Nationally, we’ll cover over 90,500 square kilometres of new and upgraded handheld coverage. Additionally, we’ll cover over 204,400 square kilometres of new external antenna coverage, as well as over 8,000 kilometres of new coverage to major transport routes. This is just so important in rural, regional and remote Australia. These key communications upgrades go to the heart of this government delivering for all Australians, not just for those who live in metropolitan areas.
In April we announced the commencement of the Government Regional Telecommunications Review, allowing those living in rural, remote and regional areas to have their say on telecommunications issues in their area. It is more proof that the government listens to and delivers for people in regional, rural and remote Australia. We want to see a connected regional Australia that is prosperous and vibrant.
Recently, the government announced that we were reopening the Mobile Black Spot Program’s database of reported black spot locations for new nominations. The database will be shared with applicants, assisting them to identify locations where we need to improve mobile coverage on an ongoing basis. This round aims to improve outcomes for regional businesses as well as emergency services, health, education and tourism services. This is a great program and an initiative of the Liberal-led government, as I mentioned earlier. It has been extraordinarily well received. This fourth round is really music to the ears of people who live and work—even those in emergency services—in rural and regional areas.

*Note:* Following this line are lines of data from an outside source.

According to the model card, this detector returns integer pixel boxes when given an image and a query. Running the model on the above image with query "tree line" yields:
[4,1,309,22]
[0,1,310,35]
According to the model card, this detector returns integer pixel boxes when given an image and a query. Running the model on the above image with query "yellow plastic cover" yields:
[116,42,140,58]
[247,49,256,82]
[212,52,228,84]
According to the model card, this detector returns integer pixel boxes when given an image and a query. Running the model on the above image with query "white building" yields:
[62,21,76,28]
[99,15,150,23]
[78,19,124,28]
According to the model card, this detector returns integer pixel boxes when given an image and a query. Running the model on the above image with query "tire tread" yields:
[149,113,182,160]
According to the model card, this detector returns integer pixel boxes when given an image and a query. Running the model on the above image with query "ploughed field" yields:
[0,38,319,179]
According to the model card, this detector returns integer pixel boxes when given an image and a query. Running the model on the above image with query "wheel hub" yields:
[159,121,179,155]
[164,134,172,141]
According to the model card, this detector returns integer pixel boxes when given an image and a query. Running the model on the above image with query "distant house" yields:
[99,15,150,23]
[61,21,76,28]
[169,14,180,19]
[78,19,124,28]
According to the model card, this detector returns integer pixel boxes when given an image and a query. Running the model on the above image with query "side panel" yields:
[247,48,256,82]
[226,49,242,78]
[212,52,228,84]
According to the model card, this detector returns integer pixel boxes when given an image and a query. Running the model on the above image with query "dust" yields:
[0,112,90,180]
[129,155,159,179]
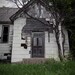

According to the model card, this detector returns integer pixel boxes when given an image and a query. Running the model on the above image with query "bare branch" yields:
[18,0,23,6]
[24,11,51,27]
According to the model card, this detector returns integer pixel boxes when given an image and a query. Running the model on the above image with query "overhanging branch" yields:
[24,11,51,27]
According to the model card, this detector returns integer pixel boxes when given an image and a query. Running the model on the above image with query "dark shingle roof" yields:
[22,18,53,32]
[0,7,18,23]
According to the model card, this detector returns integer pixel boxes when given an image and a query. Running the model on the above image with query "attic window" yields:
[2,26,9,43]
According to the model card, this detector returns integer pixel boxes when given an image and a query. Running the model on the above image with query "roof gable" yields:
[10,0,50,21]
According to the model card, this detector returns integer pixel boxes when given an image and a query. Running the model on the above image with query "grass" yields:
[0,60,75,75]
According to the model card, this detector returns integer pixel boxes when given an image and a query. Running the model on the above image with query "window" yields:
[2,26,9,43]
[33,37,42,46]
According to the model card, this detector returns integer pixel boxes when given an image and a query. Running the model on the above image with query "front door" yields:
[32,32,44,58]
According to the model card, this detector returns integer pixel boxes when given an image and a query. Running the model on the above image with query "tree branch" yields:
[24,11,51,27]
[18,0,23,6]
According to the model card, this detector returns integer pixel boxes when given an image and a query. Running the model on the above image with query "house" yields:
[0,0,69,63]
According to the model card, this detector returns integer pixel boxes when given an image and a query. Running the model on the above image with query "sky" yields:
[0,0,17,7]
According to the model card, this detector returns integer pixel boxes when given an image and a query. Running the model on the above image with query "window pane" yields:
[3,27,8,34]
[33,37,37,46]
[3,35,8,43]
[38,37,42,46]
[2,26,9,43]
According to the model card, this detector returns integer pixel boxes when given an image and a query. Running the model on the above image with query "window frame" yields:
[1,25,9,43]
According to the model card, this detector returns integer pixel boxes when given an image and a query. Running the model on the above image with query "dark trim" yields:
[22,18,53,33]
[21,43,27,49]
[1,25,10,43]
[10,0,51,21]
[43,32,45,58]
[31,32,45,58]
[0,21,13,24]
[4,53,11,56]
[21,43,25,47]
[10,0,36,21]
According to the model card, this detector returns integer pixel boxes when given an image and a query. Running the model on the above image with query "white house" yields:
[0,0,69,63]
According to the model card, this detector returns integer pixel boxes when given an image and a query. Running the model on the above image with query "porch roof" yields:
[22,18,53,33]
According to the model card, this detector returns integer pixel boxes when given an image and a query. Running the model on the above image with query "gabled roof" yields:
[0,7,18,24]
[10,0,50,21]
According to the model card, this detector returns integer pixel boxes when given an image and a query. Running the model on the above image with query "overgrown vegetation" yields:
[65,0,75,59]
[0,60,75,75]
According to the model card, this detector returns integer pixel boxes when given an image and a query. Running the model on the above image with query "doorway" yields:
[32,32,44,58]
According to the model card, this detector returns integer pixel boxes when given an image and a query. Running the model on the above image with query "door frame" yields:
[31,32,45,58]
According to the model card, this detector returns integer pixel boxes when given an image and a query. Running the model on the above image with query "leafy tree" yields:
[65,0,75,59]
[46,0,72,61]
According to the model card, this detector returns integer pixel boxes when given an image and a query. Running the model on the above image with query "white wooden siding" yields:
[0,24,13,59]
[11,18,70,62]
[45,31,59,60]
[11,18,31,62]
[8,25,13,44]
[63,27,69,56]
[45,30,69,60]
[11,3,70,62]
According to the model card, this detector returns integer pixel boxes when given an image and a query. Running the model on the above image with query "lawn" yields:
[0,60,75,75]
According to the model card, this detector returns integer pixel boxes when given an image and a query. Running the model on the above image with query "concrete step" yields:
[22,58,49,64]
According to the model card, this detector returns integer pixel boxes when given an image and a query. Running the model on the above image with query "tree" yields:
[6,0,30,8]
[7,0,73,61]
[71,0,75,59]
[47,0,72,61]
[65,0,75,59]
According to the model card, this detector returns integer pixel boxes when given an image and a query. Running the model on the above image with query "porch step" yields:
[22,58,49,64]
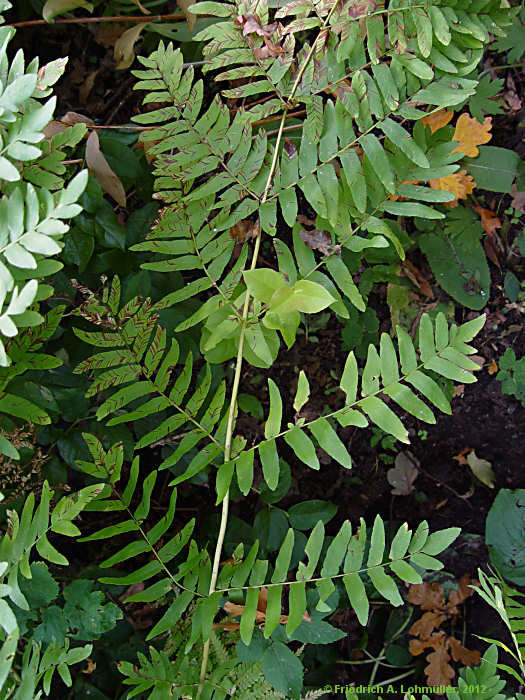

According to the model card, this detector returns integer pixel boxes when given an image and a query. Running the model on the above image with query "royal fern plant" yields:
[1,0,510,695]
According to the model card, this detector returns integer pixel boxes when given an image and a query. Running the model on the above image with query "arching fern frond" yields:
[471,569,525,685]
[211,515,459,646]
[75,434,204,630]
[224,312,484,494]
[73,277,227,474]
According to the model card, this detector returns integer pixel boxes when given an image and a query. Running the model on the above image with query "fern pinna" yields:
[69,0,510,695]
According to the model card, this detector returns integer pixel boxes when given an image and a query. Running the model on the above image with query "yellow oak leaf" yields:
[422,109,454,134]
[429,170,476,207]
[451,114,492,157]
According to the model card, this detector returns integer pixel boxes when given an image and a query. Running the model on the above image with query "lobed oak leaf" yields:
[448,637,481,667]
[429,170,476,207]
[422,109,454,134]
[408,582,446,611]
[387,450,419,495]
[410,611,446,640]
[451,114,492,158]
[425,642,455,686]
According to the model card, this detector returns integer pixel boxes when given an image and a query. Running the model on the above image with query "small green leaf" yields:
[293,371,310,412]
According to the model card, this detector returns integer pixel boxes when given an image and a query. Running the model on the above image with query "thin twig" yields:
[9,13,185,28]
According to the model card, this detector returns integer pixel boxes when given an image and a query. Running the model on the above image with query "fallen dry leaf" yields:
[82,658,97,674]
[410,611,446,639]
[483,234,501,270]
[474,206,502,236]
[235,14,278,38]
[408,582,446,611]
[510,184,525,213]
[401,260,434,298]
[422,109,454,134]
[466,450,495,489]
[488,359,498,375]
[430,170,476,207]
[452,114,492,158]
[217,586,312,631]
[448,574,475,609]
[425,641,456,686]
[114,23,149,70]
[387,451,419,495]
[448,637,481,666]
[300,229,333,256]
[408,575,481,687]
[61,111,95,127]
[86,130,126,207]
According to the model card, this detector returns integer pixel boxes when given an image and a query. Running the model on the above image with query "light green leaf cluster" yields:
[0,482,101,694]
[0,27,87,366]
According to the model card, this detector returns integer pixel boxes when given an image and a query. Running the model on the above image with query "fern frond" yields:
[73,277,227,472]
[471,569,525,685]
[74,435,200,615]
[211,515,459,646]
[226,312,484,494]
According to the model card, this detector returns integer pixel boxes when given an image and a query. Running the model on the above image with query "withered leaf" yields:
[86,130,126,207]
[448,637,481,666]
[510,184,525,213]
[474,206,502,236]
[410,611,446,640]
[218,587,312,631]
[465,451,495,489]
[235,14,278,38]
[408,582,445,611]
[448,574,476,608]
[387,450,419,495]
[114,23,149,70]
[425,642,455,687]
[300,228,333,256]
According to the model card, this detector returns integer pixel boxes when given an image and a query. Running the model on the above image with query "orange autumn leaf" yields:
[473,206,502,236]
[452,114,492,158]
[422,108,454,134]
[430,170,476,207]
[488,359,498,375]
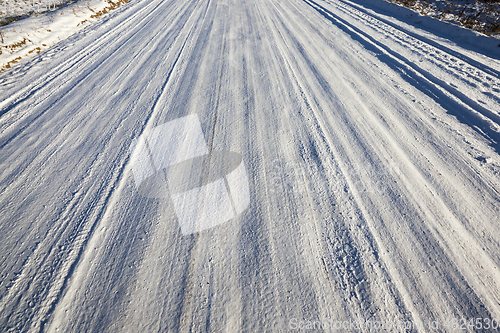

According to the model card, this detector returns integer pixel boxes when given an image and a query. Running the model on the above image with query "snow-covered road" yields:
[1,0,500,331]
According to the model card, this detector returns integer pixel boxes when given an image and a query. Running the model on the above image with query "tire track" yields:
[263,0,379,320]
[0,0,188,148]
[0,0,174,113]
[303,0,500,150]
[334,0,500,78]
[267,0,500,325]
[329,0,500,116]
[39,10,201,332]
[0,2,201,330]
[178,1,230,330]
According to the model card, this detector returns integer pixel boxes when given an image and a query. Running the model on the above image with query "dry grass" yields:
[0,38,39,70]
[10,36,30,48]
[89,0,128,19]
[1,36,31,52]
[1,55,21,70]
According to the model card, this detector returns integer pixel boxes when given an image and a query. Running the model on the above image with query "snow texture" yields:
[1,0,500,331]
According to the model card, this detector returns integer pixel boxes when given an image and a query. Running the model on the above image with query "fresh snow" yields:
[1,0,500,331]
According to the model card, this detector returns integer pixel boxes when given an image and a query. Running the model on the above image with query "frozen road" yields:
[1,0,500,331]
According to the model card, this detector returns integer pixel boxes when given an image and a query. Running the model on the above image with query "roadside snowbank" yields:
[0,0,127,71]
[1,0,79,24]
[386,0,500,36]
[346,0,500,63]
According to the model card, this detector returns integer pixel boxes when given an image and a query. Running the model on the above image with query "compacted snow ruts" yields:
[0,0,500,331]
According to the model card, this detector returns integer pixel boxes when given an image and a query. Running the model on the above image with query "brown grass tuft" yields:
[90,0,129,19]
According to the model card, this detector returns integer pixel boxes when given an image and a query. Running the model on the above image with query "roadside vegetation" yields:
[1,0,77,26]
[386,0,500,35]
[1,0,127,27]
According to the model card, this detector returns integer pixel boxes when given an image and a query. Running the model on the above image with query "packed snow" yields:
[1,0,500,331]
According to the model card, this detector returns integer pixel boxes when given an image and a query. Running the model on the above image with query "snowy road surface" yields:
[1,0,500,331]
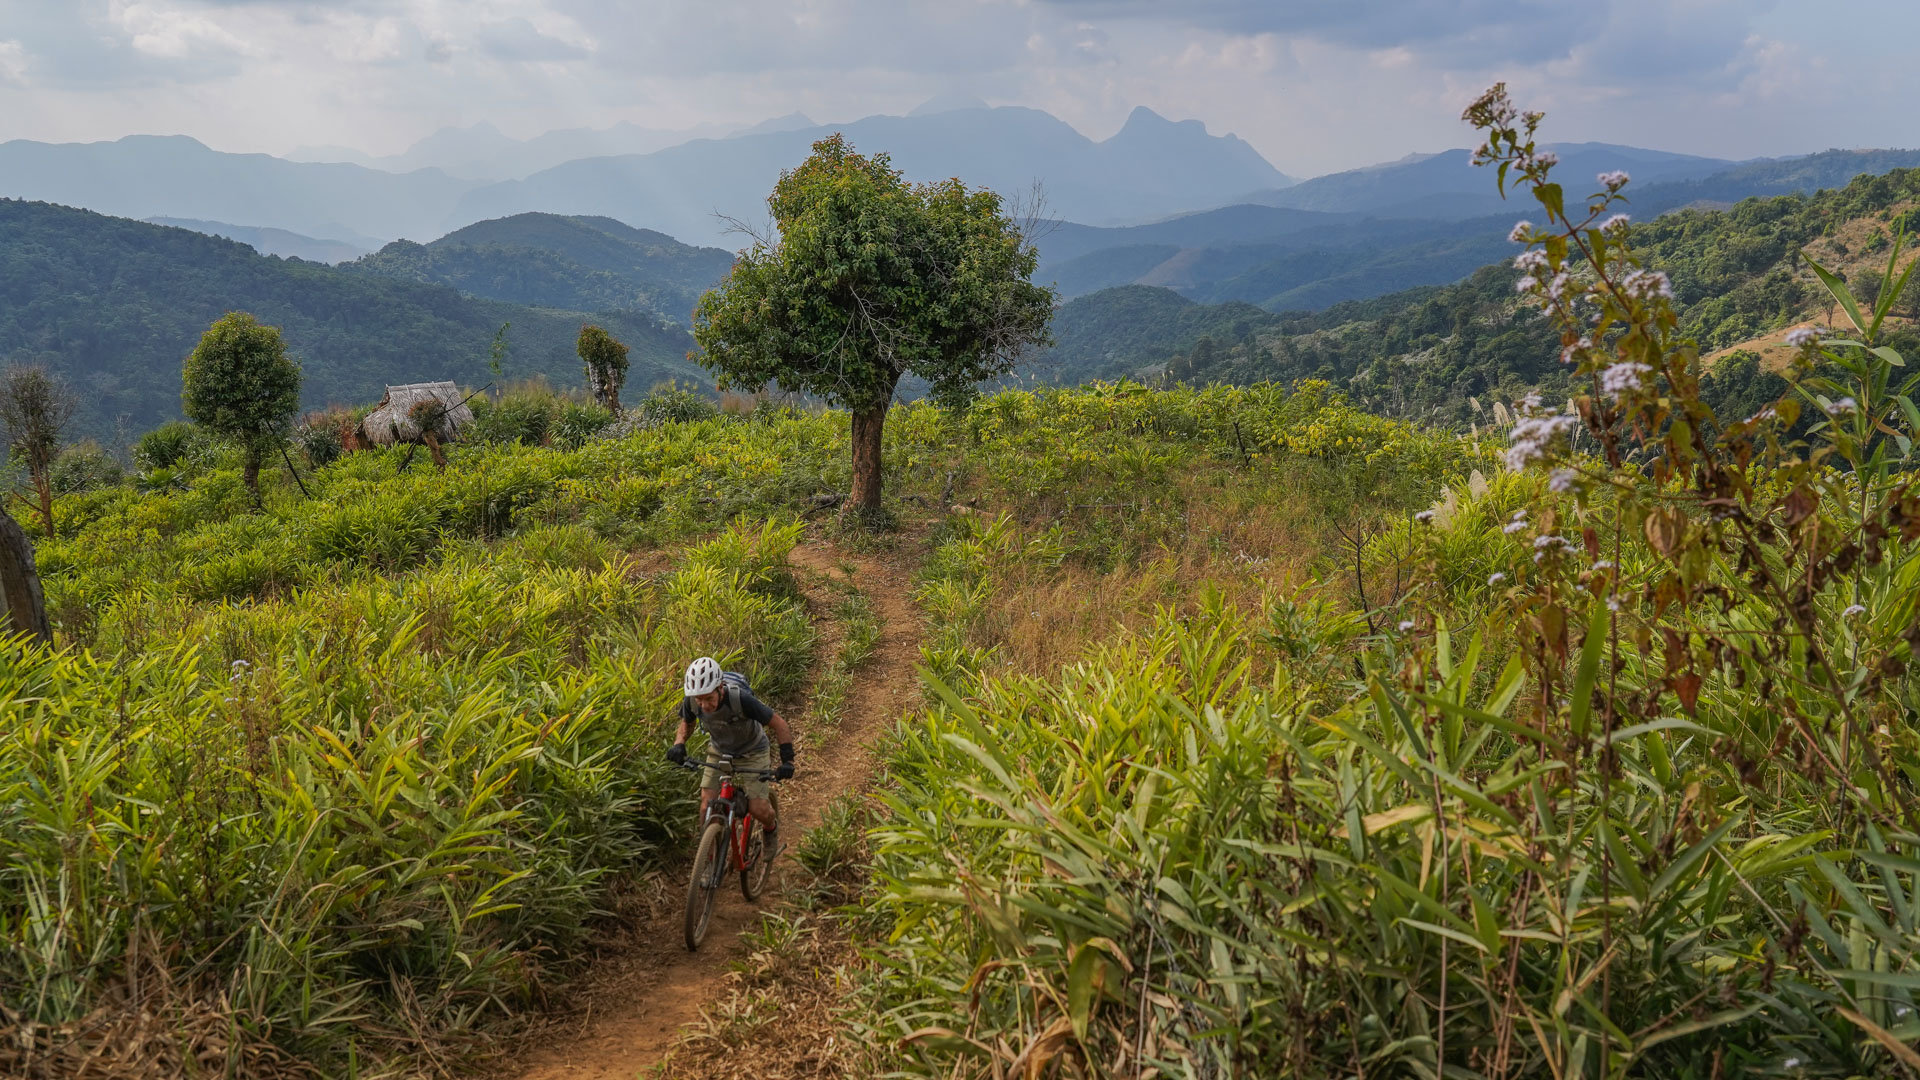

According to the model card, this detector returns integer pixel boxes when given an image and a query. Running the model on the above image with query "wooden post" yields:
[0,509,51,644]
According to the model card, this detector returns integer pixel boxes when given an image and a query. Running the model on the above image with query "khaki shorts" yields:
[701,744,772,800]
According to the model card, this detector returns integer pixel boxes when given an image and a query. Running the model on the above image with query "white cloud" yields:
[0,0,1911,178]
[0,39,27,86]
[116,1,255,59]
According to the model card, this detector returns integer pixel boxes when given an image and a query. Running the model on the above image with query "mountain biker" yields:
[665,657,795,853]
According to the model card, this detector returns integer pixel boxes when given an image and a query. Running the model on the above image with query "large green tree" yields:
[693,135,1055,514]
[182,312,302,501]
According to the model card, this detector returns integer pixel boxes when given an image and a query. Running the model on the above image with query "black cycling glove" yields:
[775,741,795,780]
[666,742,688,766]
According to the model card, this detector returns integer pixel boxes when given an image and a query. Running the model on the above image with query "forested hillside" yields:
[0,201,701,438]
[1039,148,1920,316]
[1047,166,1920,423]
[343,213,736,325]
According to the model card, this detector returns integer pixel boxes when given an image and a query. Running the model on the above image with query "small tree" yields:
[0,365,74,538]
[577,324,630,414]
[182,312,302,502]
[693,135,1055,515]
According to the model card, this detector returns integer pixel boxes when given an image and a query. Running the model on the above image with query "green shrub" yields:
[47,441,122,493]
[133,420,198,469]
[303,487,448,571]
[469,389,557,445]
[552,401,615,448]
[633,384,719,427]
[293,418,345,467]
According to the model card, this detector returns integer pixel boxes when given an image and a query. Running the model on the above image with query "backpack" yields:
[719,669,754,713]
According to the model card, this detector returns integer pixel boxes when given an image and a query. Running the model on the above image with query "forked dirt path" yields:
[502,539,921,1080]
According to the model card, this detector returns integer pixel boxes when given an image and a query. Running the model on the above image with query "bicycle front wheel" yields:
[684,820,725,951]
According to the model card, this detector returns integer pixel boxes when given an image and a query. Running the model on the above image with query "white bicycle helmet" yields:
[683,656,724,697]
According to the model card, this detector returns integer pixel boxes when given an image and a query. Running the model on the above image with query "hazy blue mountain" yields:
[144,218,373,263]
[1248,143,1734,220]
[343,212,735,325]
[1038,204,1343,265]
[733,113,818,136]
[0,199,699,438]
[448,104,1294,245]
[0,134,472,241]
[293,119,741,181]
[1036,204,1488,303]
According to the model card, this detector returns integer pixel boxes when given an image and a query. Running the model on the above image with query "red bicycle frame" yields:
[711,775,754,874]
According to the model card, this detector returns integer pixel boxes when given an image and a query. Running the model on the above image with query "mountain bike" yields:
[679,756,782,950]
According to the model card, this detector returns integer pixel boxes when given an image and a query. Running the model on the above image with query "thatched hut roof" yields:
[361,382,474,447]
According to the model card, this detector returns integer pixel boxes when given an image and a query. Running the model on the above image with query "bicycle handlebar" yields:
[678,758,783,781]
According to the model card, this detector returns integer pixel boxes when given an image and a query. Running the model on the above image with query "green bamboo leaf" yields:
[1632,1006,1762,1055]
[1413,692,1567,756]
[1469,887,1503,953]
[1816,857,1903,945]
[1647,817,1736,909]
[1869,231,1915,338]
[1607,716,1712,743]
[1570,600,1608,742]
[1398,917,1490,953]
[1803,249,1870,337]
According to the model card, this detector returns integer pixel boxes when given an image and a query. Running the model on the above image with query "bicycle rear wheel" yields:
[741,790,779,902]
[684,820,725,950]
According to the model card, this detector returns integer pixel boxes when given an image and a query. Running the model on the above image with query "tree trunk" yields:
[243,453,262,503]
[32,470,53,539]
[424,431,447,470]
[849,405,888,513]
[0,509,51,644]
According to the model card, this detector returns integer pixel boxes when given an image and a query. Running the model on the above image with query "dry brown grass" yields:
[963,473,1329,678]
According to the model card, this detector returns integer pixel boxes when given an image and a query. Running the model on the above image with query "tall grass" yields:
[841,94,1920,1079]
[0,521,813,1074]
[3,376,1485,1074]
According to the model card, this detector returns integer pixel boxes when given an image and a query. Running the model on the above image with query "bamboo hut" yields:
[361,382,474,468]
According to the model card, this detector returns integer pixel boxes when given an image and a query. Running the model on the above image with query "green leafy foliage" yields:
[577,323,630,413]
[695,135,1054,413]
[181,312,301,497]
[694,135,1055,511]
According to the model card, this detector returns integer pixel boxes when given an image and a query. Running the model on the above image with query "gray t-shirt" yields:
[679,683,774,757]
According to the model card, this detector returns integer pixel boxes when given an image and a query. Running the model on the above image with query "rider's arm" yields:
[673,715,693,748]
[767,711,793,748]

This is in direct contrast to those opposite, who didn’t spend a cent on improving mobile reception when they were in office. I commend the long and solid communications track record of this government to the House. But, again, I would go to those in the emergency services, who have regularly come along to the opening of new towers. They are just so grateful to be able to have the connectivity always in rural and regional areas—if it’s fire or flood, or whatever the emergency is. Local volunteers, St John Ambulance people and the local fire and emergency services organisations do an amazing job. We can’t do without those volunteers, but connectivity for them is a critical part of the important services they deliver for people in our areas.